FOR sheer inspiration look no further than dance teacher Barbara Peters.

On Sunday, dancers and young performers will pack the Lawrence Batley Theatre to celebrate Barbara’s 50 years as a leading dance teacher.

Barbara has taught generations of dancers and is delighted to be seeing daughters of former students now coming for classes.

Today, even after half a century of teaching, Barbara still gets the same buzz from working with young people and from seeing them have fun.

She has had many individual successes with dancers going on to top dance academies and into the dance world as professionals.

But she clearly gets as much joy from seeing many others enjoy dance for the delight of expressing themselves, of building their confidence and feeling fitter.

And that is what Sunday’s two performances at the LBT will be about, having fun with dance.

At the afternoon show, the younger pupils from the Barbara Peters School of Dance will be going through their paces and showing just what a great time they have with their teachers.

The evening performance will see older students showing off some of the many dance styles from the school including formal ballet, theatre dance, contemporary, street dance and jazz dance.

Performers from Barbara’s Razz Theatre School will pack dance, drama and acting skills into songs from the shows.

What audiences see will be a tribute to Barbara and to the strong team of young dancing staff that she has around her.

There will be more than 100 young people aged from two to 22 involved in the show. It has been choreographed by Candida Wilman, who has worked with Barbara for 19 years.

Barbara started her school in Meltham in the very early days of her teaching career.

“We moved to Huddersfield in 1964 into the town centre premises that we are still in, in Market Walk. We have been in the same premises for 45 years and I’ve been teaching in Huddersfield for 50,” said Barbara.

“I started in my mum’s front room in Marsh when I was about 15. My mum said that I started dancing when I was very little, probably two or three years old. I did acrobatic dancing and always wanted to do ballet.

“I went to someone called Joan Broomhall for lessons when I was nine. And I also went to Marie Habron, a dance teacher who coincidentally was in Market Walk near to where I am now.

“I was so keen on ballet and it came so easily to me that I did all five Royal Academy exams in three years.”

Barbara has turned her dream of teaching and having her own school into a big success story that continues to run and run.

These days she prefers to manage the business, mentoring students and her teaching colleagues and ensuring that the Barbara Peters’ style of working hard and having fun with dance continues.

“I decided that I needed to employ energetic young people to do more of the hands on teaching these days.

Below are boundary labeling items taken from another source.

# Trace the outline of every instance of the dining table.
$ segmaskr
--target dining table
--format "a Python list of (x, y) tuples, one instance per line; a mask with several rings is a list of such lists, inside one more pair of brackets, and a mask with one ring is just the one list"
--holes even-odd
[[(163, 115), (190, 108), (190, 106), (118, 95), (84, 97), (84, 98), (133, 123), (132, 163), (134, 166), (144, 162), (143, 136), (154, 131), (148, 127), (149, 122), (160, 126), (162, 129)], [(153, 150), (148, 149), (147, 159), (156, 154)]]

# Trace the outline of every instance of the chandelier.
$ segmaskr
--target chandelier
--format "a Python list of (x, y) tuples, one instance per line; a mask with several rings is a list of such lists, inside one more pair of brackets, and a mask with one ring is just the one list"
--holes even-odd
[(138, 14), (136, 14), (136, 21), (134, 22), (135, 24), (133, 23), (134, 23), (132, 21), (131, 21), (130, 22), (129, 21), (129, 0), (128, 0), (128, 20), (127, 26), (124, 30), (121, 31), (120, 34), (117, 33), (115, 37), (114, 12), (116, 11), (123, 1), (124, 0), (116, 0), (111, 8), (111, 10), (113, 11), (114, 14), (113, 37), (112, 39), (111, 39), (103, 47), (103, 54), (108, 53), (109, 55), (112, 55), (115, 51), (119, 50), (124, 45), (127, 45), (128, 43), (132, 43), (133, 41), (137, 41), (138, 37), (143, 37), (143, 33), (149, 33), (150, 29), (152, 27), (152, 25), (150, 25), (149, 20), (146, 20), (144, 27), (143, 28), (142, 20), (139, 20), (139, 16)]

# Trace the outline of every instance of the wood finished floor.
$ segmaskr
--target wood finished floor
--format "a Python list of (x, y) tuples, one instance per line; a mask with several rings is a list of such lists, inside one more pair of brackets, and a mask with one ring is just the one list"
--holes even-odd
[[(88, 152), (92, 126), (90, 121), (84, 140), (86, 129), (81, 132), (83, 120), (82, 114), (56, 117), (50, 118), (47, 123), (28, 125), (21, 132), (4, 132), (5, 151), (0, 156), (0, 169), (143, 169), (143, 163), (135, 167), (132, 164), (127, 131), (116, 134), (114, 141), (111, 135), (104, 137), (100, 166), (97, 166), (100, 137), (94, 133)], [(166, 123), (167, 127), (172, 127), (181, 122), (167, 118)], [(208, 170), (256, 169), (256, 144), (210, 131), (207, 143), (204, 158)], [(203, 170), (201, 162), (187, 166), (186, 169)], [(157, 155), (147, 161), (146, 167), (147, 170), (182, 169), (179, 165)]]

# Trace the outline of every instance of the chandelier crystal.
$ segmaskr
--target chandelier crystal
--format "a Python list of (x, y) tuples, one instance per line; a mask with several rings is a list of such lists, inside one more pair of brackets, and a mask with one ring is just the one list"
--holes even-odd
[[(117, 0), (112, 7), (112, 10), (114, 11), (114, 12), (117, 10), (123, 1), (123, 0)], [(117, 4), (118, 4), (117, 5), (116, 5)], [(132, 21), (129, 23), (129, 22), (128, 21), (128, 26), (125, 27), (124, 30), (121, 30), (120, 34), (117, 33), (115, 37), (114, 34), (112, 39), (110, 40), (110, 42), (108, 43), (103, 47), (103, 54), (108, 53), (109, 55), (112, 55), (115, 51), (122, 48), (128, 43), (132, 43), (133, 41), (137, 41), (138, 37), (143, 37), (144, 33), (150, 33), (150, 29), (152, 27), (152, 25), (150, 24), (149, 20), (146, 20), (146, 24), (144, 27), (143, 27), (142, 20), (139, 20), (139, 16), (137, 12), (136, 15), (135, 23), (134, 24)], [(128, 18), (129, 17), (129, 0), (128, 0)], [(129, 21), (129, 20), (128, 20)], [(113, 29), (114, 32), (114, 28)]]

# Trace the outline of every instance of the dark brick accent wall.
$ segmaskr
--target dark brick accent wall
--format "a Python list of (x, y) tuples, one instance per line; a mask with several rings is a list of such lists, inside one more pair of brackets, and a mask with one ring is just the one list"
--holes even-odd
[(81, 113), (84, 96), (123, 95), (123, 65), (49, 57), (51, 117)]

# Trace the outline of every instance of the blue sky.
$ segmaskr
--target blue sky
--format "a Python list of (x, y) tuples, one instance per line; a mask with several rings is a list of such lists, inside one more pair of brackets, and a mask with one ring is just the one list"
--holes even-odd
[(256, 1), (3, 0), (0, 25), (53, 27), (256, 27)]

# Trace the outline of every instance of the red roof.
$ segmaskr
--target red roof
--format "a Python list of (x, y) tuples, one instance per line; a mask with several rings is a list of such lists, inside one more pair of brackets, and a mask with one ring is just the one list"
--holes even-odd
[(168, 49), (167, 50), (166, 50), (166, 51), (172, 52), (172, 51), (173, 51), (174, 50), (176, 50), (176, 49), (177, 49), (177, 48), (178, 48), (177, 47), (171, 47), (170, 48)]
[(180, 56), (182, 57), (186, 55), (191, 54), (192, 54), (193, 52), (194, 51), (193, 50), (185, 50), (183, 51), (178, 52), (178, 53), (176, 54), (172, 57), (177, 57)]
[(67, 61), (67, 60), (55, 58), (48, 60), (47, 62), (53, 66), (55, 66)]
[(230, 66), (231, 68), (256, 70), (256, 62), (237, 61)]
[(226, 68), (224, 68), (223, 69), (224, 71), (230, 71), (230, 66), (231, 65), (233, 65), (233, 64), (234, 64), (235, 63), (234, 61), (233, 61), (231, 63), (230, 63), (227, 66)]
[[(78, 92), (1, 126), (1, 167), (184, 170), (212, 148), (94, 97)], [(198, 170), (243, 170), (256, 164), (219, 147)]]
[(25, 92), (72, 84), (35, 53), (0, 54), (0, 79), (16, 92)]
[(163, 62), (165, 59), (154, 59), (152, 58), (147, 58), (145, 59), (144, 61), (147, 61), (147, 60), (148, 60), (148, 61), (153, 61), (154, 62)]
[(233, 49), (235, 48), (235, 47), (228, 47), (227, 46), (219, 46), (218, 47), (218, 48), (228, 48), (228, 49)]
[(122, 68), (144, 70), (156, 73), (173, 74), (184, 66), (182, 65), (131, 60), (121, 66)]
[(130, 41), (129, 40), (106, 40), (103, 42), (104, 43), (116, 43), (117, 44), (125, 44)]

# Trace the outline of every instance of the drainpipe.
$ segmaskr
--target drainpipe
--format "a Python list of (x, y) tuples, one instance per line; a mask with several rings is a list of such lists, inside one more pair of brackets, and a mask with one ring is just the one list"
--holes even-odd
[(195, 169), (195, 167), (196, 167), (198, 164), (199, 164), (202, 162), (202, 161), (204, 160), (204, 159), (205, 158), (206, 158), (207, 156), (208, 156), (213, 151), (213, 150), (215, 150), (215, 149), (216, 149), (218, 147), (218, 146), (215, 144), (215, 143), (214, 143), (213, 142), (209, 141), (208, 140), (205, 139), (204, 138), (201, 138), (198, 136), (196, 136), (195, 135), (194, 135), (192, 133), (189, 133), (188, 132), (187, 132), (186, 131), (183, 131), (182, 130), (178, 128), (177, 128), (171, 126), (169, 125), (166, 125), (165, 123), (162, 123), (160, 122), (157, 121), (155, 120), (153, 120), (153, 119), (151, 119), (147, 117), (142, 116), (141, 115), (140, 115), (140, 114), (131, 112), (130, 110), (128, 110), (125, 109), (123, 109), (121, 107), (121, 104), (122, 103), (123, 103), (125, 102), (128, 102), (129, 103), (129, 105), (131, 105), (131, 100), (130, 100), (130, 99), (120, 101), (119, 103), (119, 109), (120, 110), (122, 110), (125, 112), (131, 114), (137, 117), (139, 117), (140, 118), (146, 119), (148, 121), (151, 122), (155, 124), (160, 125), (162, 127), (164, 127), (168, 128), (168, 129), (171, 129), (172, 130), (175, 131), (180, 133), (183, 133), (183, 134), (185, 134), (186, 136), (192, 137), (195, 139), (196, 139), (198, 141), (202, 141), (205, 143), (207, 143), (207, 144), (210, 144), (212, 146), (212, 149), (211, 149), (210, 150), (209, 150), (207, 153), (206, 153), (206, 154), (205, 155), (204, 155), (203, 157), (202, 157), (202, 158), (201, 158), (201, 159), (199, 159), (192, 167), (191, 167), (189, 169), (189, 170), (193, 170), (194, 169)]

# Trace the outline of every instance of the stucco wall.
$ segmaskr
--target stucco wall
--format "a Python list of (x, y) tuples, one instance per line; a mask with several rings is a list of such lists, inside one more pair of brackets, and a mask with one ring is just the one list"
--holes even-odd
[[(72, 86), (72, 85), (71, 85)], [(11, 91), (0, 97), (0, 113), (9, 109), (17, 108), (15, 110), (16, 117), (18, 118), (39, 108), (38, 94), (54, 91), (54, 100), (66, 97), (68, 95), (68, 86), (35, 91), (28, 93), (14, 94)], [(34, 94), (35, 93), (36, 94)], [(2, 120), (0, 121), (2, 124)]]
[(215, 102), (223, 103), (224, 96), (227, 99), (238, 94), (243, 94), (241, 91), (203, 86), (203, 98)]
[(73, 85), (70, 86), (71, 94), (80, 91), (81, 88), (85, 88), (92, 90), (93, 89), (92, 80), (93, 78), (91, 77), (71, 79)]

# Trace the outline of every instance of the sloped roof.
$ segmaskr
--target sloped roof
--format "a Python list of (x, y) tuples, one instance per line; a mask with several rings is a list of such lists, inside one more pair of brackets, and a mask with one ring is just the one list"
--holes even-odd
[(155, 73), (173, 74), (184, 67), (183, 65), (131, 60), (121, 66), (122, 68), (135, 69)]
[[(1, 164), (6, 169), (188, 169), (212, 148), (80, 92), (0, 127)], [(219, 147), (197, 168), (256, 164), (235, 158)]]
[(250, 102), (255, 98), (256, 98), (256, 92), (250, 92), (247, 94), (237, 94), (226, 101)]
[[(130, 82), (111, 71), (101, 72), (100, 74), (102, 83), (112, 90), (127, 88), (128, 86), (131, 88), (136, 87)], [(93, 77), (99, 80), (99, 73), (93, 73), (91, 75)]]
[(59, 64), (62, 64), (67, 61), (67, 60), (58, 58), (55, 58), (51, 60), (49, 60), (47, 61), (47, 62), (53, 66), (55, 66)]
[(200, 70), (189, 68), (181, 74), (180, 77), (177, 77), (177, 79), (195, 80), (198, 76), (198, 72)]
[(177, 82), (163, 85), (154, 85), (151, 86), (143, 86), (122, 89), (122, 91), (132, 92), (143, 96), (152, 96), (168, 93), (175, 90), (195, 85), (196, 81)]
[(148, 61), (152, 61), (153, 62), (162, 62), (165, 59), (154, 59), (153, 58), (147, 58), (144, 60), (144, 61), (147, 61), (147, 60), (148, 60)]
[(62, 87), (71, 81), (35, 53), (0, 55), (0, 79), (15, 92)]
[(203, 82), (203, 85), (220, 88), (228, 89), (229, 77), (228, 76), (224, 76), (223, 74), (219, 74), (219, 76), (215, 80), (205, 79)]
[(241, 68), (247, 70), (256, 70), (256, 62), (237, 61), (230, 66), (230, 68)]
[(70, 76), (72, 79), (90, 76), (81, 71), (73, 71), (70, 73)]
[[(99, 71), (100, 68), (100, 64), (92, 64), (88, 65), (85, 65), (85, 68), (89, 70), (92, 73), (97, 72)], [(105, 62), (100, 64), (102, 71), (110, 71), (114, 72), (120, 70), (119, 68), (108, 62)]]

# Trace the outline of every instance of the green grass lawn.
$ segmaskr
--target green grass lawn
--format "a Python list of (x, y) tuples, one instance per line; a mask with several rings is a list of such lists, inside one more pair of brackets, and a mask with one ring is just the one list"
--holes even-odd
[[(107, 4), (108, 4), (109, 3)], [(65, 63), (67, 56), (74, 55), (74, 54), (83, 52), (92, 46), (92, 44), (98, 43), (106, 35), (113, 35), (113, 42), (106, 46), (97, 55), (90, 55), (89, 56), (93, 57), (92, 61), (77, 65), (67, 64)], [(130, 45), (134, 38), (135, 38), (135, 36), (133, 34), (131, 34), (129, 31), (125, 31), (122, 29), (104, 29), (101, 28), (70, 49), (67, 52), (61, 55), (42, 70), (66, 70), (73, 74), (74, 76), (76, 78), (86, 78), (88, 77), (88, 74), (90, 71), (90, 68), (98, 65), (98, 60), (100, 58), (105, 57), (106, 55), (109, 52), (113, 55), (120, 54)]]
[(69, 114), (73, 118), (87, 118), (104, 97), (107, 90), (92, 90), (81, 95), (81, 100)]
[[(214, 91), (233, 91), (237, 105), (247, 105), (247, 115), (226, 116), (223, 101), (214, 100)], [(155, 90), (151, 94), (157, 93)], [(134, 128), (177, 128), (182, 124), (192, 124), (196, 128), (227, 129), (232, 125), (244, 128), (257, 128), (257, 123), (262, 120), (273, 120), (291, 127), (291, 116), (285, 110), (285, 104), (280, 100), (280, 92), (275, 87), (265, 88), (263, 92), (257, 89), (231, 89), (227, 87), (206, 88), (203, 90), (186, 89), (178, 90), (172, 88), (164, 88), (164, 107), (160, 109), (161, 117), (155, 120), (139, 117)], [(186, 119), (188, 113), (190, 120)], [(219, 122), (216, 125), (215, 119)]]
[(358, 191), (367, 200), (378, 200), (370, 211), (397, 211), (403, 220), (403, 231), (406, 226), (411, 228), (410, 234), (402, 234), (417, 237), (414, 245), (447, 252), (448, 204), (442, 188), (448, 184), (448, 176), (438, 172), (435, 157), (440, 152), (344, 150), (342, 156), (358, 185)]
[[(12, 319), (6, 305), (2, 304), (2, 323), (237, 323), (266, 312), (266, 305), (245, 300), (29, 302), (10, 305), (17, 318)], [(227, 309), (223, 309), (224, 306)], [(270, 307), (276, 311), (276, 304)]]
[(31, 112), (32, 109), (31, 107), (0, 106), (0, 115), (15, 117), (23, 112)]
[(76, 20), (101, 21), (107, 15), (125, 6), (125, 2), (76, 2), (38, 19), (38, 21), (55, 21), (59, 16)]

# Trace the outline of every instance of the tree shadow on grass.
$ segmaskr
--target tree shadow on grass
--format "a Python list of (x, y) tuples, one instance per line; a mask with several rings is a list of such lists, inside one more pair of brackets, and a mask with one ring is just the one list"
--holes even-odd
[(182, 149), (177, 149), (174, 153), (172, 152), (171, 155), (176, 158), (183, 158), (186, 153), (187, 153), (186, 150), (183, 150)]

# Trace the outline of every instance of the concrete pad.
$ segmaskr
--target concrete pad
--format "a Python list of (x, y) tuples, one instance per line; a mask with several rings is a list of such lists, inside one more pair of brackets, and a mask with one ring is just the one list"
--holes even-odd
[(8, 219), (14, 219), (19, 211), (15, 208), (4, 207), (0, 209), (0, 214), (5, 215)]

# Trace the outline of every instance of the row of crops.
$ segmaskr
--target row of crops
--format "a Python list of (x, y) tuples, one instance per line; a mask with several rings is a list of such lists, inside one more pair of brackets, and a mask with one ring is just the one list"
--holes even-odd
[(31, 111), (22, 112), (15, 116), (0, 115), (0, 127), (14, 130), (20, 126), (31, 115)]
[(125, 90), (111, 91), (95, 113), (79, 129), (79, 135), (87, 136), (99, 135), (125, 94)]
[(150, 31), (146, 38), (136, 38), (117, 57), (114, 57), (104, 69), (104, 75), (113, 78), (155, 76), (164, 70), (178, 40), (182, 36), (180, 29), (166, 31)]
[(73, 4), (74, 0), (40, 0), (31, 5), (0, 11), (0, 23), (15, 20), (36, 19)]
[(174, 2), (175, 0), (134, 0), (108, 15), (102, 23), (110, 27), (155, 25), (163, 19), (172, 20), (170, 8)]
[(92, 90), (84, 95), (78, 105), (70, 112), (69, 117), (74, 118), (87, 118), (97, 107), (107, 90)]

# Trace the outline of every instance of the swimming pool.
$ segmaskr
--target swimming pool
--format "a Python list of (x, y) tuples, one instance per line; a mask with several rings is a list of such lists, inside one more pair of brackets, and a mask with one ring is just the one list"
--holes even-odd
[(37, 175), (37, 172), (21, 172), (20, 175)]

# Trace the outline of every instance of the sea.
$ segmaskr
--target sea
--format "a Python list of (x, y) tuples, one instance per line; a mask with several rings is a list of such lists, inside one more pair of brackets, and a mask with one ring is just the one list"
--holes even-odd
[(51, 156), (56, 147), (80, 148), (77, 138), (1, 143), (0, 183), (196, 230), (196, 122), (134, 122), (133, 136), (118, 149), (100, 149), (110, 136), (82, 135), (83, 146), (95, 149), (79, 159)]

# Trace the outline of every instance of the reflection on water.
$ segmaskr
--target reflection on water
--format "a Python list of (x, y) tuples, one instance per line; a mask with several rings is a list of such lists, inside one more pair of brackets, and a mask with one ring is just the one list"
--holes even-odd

“Candida has been with me for a long time and does a wonderful job.”

And when this summer Barbara started to look for another teacher who was Royal Academy qualified, she found fate taking a hand.

“I came across this young teacher called Jane Priestley. She qualified recently but on the same course on exactly the same day that I did in 1959.

“Jane has now joined us to teach classical ballet. That was the missing piece in the jigsaw when it comes to our teaching strength.”

Big shows at the LBT have become part of the calendar for Barbara and her dancers. But this year’s will be extra special.

“I’m really looking forward to sitting in the audience and enjoying the performance.”

The two shows will raise money for the West Yorkshire Forget Me Not Trust, a charity which has become close to Barbara’s heart and which she continues to support.

As for the future, neither Barbara or the school will rest on their laurels.

“The next big thing is that we are expanding into Halifax as part of the Baby Ballet which my daughter Claire already runs.”

Budding young dancers from Huddersfield and now Halifax will continue to been inspired by a teacher who has literally got thousands of youngsters up and dancing.